But how much does Blake like BB? Integrity can cost, but what about love? Or, maybe a more accurate description, infatuation? When Fisk confronts Blake about these embarrassing videos, Fisk asks Blake if he's protecting anyone. Blake immediately says he's protecting Fisk, which is the right answer, and maybe it's even half right. But Blake is clearly protecting BB, too. And what will happen once Sheila, Fisk, or — most likely — Buck catches on and comes for BB? There's something brewing here, including a begrudging respect between Buck and Blake that I did not see coming. The way Blake convinced Buck to eat that hot dog, man, Daniel Blake is actually smooth, actually a threat. There is some Survivor shit going on in the mayor's office.

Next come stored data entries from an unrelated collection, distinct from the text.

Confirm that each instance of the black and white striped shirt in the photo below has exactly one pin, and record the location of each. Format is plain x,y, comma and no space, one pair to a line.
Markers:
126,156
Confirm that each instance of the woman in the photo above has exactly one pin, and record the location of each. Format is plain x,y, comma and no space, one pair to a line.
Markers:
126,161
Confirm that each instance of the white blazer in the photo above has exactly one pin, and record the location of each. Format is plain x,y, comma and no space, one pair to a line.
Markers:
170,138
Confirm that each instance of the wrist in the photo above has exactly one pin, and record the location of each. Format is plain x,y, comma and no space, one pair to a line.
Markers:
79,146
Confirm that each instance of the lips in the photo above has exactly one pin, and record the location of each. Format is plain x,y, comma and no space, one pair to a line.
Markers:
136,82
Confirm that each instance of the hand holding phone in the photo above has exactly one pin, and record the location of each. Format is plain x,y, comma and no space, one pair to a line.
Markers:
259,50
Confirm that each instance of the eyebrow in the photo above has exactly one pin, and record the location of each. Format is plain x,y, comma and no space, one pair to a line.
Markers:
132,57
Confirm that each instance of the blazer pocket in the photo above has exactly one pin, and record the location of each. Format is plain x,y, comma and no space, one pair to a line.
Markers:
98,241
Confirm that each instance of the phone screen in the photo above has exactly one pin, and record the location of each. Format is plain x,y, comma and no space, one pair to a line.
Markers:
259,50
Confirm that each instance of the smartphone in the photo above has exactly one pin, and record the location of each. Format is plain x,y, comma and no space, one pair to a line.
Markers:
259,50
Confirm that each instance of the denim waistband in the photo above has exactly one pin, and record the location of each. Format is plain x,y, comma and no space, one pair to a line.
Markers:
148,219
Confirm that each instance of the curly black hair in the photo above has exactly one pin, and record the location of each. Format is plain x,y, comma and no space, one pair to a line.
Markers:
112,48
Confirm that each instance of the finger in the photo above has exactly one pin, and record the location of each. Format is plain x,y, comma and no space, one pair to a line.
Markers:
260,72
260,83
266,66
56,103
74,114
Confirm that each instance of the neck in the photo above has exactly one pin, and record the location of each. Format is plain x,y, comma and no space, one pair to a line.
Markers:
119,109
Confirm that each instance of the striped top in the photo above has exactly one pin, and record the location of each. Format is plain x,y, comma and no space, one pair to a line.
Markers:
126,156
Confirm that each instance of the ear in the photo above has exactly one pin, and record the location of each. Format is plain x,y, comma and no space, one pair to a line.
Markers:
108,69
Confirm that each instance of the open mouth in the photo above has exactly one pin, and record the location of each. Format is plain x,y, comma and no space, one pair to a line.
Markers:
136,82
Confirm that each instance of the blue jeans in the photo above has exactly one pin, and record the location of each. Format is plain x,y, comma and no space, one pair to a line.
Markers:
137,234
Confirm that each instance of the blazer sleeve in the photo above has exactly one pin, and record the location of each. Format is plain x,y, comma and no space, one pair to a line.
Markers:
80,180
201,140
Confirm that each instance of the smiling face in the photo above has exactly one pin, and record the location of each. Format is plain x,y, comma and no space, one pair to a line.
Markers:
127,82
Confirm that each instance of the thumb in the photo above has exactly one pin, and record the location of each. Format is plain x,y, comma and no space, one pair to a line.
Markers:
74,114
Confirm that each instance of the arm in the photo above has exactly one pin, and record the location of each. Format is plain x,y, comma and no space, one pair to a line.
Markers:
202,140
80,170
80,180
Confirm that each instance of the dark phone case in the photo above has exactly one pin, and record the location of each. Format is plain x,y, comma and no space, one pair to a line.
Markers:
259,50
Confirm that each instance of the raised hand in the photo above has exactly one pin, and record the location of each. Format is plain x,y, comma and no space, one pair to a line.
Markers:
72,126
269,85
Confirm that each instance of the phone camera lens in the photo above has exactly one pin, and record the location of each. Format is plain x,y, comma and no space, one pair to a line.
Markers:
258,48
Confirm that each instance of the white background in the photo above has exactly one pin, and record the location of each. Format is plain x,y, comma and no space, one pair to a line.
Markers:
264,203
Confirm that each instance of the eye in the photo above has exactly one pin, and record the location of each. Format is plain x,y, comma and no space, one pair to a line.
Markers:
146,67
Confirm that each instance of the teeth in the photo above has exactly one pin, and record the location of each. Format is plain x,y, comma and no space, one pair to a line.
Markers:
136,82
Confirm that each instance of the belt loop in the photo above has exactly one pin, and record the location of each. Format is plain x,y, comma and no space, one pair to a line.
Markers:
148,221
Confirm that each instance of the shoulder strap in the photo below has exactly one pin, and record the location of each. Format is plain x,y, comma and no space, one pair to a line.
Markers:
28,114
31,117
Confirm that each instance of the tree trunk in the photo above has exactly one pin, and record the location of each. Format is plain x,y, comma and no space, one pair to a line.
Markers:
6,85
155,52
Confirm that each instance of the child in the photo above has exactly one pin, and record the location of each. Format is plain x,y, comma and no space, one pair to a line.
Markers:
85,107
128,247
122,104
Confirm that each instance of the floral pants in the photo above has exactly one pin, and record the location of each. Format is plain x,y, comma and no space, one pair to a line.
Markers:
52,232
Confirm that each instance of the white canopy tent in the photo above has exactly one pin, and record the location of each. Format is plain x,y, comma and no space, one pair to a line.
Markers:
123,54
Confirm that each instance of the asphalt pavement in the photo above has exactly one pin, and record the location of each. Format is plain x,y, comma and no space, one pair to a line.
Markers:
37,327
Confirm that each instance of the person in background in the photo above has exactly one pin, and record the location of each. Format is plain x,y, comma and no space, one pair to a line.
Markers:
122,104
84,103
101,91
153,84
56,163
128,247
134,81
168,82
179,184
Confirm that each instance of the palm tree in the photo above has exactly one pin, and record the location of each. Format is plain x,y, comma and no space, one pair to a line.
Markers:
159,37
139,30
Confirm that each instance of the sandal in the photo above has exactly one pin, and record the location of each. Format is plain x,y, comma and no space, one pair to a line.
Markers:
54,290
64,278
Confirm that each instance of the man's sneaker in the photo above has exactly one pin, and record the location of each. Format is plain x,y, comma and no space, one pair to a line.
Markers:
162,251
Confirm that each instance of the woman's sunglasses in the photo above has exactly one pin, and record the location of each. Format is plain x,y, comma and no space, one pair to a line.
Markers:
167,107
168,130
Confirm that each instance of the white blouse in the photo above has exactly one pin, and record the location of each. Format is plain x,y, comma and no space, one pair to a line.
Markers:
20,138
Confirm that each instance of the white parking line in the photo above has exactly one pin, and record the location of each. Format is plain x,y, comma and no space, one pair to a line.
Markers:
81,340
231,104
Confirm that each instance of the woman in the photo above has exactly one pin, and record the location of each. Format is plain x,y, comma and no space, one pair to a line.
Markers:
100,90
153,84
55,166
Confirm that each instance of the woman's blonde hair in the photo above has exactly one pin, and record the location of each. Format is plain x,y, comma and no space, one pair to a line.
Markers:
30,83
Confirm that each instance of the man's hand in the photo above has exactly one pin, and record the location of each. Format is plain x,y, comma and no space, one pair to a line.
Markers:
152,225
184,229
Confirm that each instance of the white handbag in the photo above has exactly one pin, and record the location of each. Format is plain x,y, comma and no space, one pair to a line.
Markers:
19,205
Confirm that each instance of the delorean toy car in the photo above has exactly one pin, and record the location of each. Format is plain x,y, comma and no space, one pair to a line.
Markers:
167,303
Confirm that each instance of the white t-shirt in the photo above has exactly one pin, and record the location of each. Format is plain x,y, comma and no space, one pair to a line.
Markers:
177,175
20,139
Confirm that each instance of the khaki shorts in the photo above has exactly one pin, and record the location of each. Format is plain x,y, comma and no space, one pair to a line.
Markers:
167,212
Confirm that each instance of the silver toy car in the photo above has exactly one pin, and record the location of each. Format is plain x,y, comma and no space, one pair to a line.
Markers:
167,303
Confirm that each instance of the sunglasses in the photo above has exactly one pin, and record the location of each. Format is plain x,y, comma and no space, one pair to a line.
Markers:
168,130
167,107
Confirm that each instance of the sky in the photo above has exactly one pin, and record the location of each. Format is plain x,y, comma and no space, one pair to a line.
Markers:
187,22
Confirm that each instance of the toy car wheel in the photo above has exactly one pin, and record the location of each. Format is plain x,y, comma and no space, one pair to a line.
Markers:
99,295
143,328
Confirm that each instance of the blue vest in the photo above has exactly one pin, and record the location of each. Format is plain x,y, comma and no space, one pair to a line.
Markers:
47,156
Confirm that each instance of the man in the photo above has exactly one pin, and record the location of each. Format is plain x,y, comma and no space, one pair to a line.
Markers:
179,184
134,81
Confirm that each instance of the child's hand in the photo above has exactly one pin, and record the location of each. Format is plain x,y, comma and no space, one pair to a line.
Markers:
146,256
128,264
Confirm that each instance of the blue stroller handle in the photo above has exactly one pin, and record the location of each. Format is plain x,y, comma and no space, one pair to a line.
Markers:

Then there's Chief-of-Staff Shiela and Kingpin's personal psychiatrist, Heather Glenn. We get a brief moment of regret from Shiela, who's reminded of the upstanding life she could be living if she'd taken a job with the governor (Lili Taylor! What a casting coup! Love this!). But Heather? Heather is damaged — and you get why. As she tells Kirsten in their run-in outside the courthouse, it is kinda annoying when a vigilante tries to carve you up like an art piece. But Heather is going through something more than she's letting on, and she's not exactly hiding her damage here. I fear Sheila is going to turn towards the light and Heather's going to go dark, and I don't think it'll end well for either.

And lastly — oh my god there are so many people on this show! — the Fisks. These episodes really underlined the amount of power these two currently wield. As Karen noted, they're untouchable. The governor of New York has to come down and personally confront Fisk over this Northern Star debacle, and she has to use an obscure, century-old legal loophole (one discovered and secretly delivered by Karen) in order to shut the port down. We get a look at the Fisks' day to day, though, which is a string of events and dinners where they are hailed as heroes (I hate how much this is like real life). Vanessa plays matchmaker with her employees, Fisk prepares for a charity boxing match — they're above the fray, mostly.

Because Vanessa is being hunted by the most dangerous man in NYC: Bullseye, who we actually don't see a lot of this episode. His two kills, those AVTF goons in the elevator, is shot with a bit of sinister delight. Where Bullseye's story is going (why is he looking for Matt's mom???) is beyond me.

And Fisk, well, he ends the episode by turning what could have been a disaster into a win. After Daredevil and friends free all of his political prisoners, Fisk seizes the opportunity to blow up the Northern Star, killing all of the average Joe witnesses he hired to retrieve all those guns. Now not only can he blame the jailbreak on Daredevil, he can also use DD as a scapegoat for the explosion, mayhem, and death. Fisk stays winning.

As for what's next, I don't have a clue. The season has already blown up a status quo that could have easily lasted another couple episodes. One thing is clear: this is a show that's not pulling any punches.